L a Nation est un plébiscite de tous les jours » (1), rien ne résonne mieux en ces heures que ces quelques mots prononcés par Renan en Sorbonne à la fin du XIXe siècle. Cette phrase nous laisse à peser la grande fragilité de la maison nationale commune, ne tenant que par l’adhésion quotidienne des citoyens. Un jour, un seul, en l’absence de cet aval majoritaire et l’idée même de nation peut être mise à mal – pas suffisamment pour en abattre les fondations, les institutions et en balayer le système de pensée. Cependant suffisamment pour dévaluer son efficacité symbolique et affecter profondément sa capacité d’union. Au-delà des mille et une façon de porter le gilet jaune, le discours présidentiel du lundi 10 décembre a été marqué en creux par la crainte du délitement. Mais alors quelles sont les propositions pour une union fondamentale ? Revenons sur trois instants du discours.

Unité

Un peuple qui se divise à ce point, qui ne respecte plus ses lois et l’amitié qui doit l’unir est un peuple qui court à sa perte (2)
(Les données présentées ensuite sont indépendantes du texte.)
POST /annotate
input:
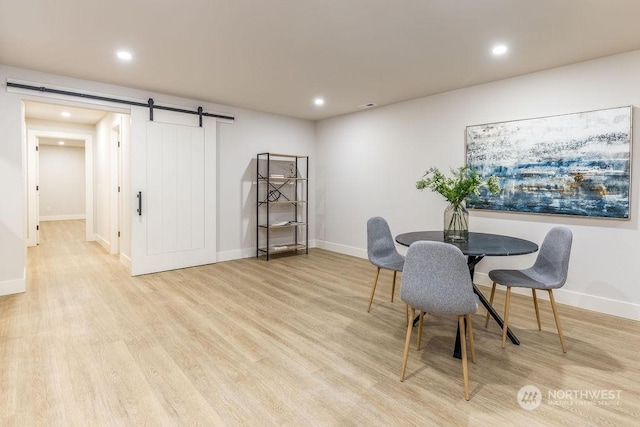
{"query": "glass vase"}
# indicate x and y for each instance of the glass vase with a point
(456, 223)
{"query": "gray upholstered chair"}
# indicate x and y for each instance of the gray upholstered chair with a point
(436, 280)
(547, 273)
(382, 252)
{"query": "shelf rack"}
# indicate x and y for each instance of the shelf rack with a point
(282, 208)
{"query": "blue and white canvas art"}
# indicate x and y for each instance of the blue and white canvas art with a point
(573, 164)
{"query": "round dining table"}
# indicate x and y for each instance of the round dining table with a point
(476, 248)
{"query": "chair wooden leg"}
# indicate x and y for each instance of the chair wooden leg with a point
(393, 286)
(420, 329)
(373, 291)
(555, 315)
(407, 343)
(463, 351)
(506, 318)
(406, 312)
(535, 304)
(493, 292)
(470, 334)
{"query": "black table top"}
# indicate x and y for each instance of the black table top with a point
(479, 244)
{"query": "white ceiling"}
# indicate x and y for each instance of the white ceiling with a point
(277, 55)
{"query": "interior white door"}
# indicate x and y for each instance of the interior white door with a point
(173, 163)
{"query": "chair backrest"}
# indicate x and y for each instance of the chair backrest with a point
(380, 244)
(552, 264)
(436, 279)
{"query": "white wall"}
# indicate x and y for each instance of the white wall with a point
(368, 164)
(238, 143)
(62, 182)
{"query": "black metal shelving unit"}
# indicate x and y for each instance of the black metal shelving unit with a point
(282, 208)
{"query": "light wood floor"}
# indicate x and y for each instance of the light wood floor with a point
(284, 342)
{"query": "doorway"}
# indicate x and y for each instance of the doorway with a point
(100, 133)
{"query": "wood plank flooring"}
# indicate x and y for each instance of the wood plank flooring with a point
(285, 342)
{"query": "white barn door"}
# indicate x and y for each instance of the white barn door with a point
(173, 164)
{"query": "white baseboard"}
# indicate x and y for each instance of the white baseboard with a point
(236, 254)
(62, 217)
(15, 286)
(126, 261)
(342, 249)
(575, 299)
(103, 242)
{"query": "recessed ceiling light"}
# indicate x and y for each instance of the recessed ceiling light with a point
(123, 54)
(500, 49)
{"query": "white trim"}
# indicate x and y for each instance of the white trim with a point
(114, 177)
(623, 309)
(15, 286)
(342, 249)
(125, 260)
(62, 217)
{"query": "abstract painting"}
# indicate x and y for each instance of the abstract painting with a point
(573, 164)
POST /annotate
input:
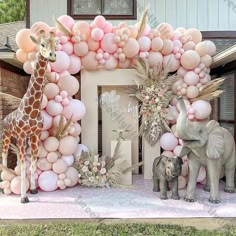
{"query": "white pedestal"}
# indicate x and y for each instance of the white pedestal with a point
(125, 149)
(149, 154)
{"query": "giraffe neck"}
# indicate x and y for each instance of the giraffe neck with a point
(31, 103)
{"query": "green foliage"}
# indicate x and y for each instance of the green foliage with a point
(69, 229)
(12, 10)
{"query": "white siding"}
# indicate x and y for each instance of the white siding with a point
(207, 15)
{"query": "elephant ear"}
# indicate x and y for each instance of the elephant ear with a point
(215, 145)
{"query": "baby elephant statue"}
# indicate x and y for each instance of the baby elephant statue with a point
(166, 170)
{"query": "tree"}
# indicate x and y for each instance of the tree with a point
(12, 10)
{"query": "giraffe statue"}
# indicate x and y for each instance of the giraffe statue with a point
(25, 123)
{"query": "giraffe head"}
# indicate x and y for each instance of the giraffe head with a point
(46, 45)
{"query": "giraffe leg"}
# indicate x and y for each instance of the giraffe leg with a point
(6, 140)
(21, 145)
(34, 141)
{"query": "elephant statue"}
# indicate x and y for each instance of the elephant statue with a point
(166, 170)
(208, 144)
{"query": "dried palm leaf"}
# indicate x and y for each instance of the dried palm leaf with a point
(10, 99)
(210, 91)
(143, 22)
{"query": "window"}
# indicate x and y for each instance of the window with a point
(227, 104)
(111, 9)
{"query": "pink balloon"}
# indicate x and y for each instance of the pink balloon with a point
(168, 46)
(24, 41)
(62, 63)
(54, 108)
(67, 48)
(202, 109)
(81, 49)
(191, 78)
(155, 58)
(51, 90)
(75, 64)
(97, 34)
(89, 61)
(76, 109)
(171, 63)
(48, 181)
(168, 141)
(108, 44)
(111, 63)
(47, 120)
(93, 45)
(44, 102)
(190, 59)
(144, 43)
(67, 21)
(16, 185)
(100, 21)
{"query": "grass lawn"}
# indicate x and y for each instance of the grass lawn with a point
(64, 229)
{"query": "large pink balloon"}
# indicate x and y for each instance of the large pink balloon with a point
(75, 64)
(89, 62)
(131, 48)
(190, 59)
(108, 44)
(168, 141)
(81, 49)
(70, 84)
(155, 58)
(62, 63)
(202, 109)
(48, 181)
(76, 109)
(24, 41)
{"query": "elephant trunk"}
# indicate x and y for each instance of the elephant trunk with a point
(181, 122)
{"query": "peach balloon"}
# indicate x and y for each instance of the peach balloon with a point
(51, 90)
(38, 26)
(75, 64)
(59, 166)
(72, 174)
(108, 44)
(21, 55)
(48, 181)
(16, 185)
(190, 59)
(47, 120)
(157, 44)
(54, 108)
(51, 144)
(192, 91)
(144, 43)
(171, 63)
(67, 48)
(195, 34)
(62, 63)
(191, 78)
(24, 41)
(155, 58)
(70, 84)
(67, 21)
(111, 63)
(190, 45)
(67, 145)
(168, 46)
(81, 49)
(89, 61)
(202, 109)
(43, 164)
(206, 60)
(44, 102)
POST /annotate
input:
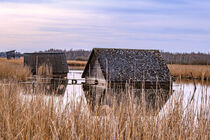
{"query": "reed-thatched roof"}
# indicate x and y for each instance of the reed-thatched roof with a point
(130, 64)
(56, 60)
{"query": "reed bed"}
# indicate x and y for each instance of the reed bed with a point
(184, 71)
(13, 69)
(36, 118)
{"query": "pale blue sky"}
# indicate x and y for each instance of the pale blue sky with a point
(174, 26)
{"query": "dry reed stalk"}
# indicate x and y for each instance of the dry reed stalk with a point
(198, 71)
(38, 118)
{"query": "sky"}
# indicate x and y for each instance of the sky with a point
(166, 25)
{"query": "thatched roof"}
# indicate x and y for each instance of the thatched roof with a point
(56, 60)
(130, 64)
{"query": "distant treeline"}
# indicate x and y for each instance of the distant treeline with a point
(186, 58)
(170, 58)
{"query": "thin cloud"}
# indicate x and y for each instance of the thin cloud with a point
(164, 25)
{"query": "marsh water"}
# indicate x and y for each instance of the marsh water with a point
(181, 90)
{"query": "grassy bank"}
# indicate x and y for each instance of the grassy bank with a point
(13, 69)
(181, 71)
(36, 118)
(184, 71)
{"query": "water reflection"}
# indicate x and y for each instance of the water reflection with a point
(75, 93)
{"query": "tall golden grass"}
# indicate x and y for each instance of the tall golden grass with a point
(36, 118)
(198, 71)
(13, 69)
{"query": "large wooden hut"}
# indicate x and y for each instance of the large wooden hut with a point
(143, 69)
(50, 68)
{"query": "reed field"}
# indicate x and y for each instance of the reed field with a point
(37, 118)
(13, 69)
(180, 71)
(184, 71)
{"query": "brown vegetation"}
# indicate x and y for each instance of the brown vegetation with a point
(184, 71)
(38, 118)
(13, 69)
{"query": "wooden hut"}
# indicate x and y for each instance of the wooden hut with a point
(54, 63)
(11, 54)
(143, 69)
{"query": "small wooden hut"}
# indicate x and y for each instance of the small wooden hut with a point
(54, 63)
(11, 54)
(111, 68)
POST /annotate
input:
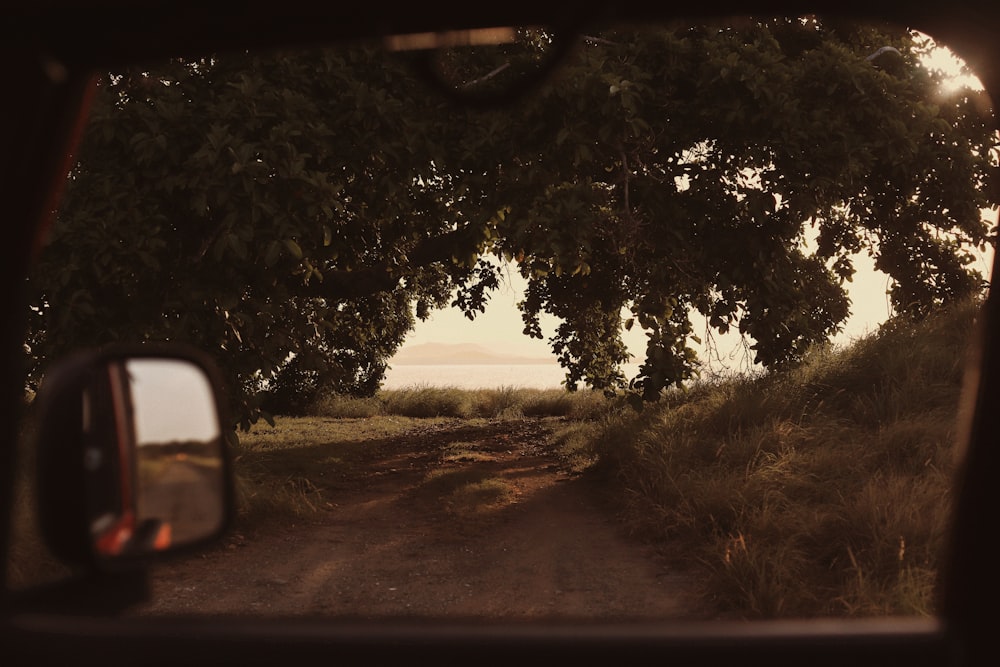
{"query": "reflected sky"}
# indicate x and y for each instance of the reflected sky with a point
(173, 401)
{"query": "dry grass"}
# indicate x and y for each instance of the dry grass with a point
(824, 490)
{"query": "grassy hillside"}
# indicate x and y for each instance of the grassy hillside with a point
(824, 490)
(820, 491)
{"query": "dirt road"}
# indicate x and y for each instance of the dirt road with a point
(495, 528)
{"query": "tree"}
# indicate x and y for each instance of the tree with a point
(291, 212)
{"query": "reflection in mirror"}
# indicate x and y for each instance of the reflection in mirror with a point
(170, 458)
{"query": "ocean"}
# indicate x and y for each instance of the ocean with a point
(480, 376)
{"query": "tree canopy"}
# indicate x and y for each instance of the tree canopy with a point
(292, 213)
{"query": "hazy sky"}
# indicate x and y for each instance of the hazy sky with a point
(500, 327)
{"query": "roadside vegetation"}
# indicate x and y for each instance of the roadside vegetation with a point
(823, 490)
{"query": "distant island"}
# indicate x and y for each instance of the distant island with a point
(460, 354)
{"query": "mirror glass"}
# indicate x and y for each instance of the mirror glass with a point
(170, 458)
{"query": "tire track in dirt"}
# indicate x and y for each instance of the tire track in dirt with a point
(393, 543)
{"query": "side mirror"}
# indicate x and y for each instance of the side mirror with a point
(132, 460)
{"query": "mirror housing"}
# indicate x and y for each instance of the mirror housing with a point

Oui. Approché dans l’absolu, nous ne pouvons que saluer la sagesse du philosophe. Mais à l’épreuve du contexte, là où Emmanuel Macron est prompt à voir de la division, la plupart des sondages d’opinion lui donnent tort tant le soutien aux gilets jaunes semble massif. Une division cependant : celle d’un peuple et de son élite au pouvoir, et là, nul besoin d’une grande analyse pour s’apercevoir qu’en matière de relation entre le peuple et le gouvernement l’amitié manque effectivement. Cependant, ne sombrons pas dans l’idée angélique d’une unité trouvée en totalité à la grâce de la contestation. Certes la mobilisation aura un impact sur le lien social, mais le mouvement installé depuis le 17 novembre est d’abord protéiforme. Et qu’on le concède plus ou moins facilement et pour différentes raisons, l’unité nationale est aujourd’hui belle et bien en question. De facto, la grande inconnue est en même temps le grand absent : le consensus sur l’imaginaire collectif, cet espace où chacun est en capacité de concéder une partie de son inclination individuelle pour un intérêt supérieur : la vie bonne et partagée. Sur ce point, la copie du président laisse quelque peu à désirer.

Laïcité bousculée

Ne perdons pas de temps à circonscrire une énième définition de la laïcité, souvenons-nous de trois points chers aux inclusivistes : la laïcité est l’articulation de la Liberté et de la neutralité (liberté de conscience à titre de fin, neutralité de l’Etat à titre de moyen). La laïcité n’est pas une exclusivité française, il y a bien un modèle français mais continuellement travaillé par le bas (les pratiques) comme par le haut (les idées). La laïcité à la française est alors plastique, bousculée par nature.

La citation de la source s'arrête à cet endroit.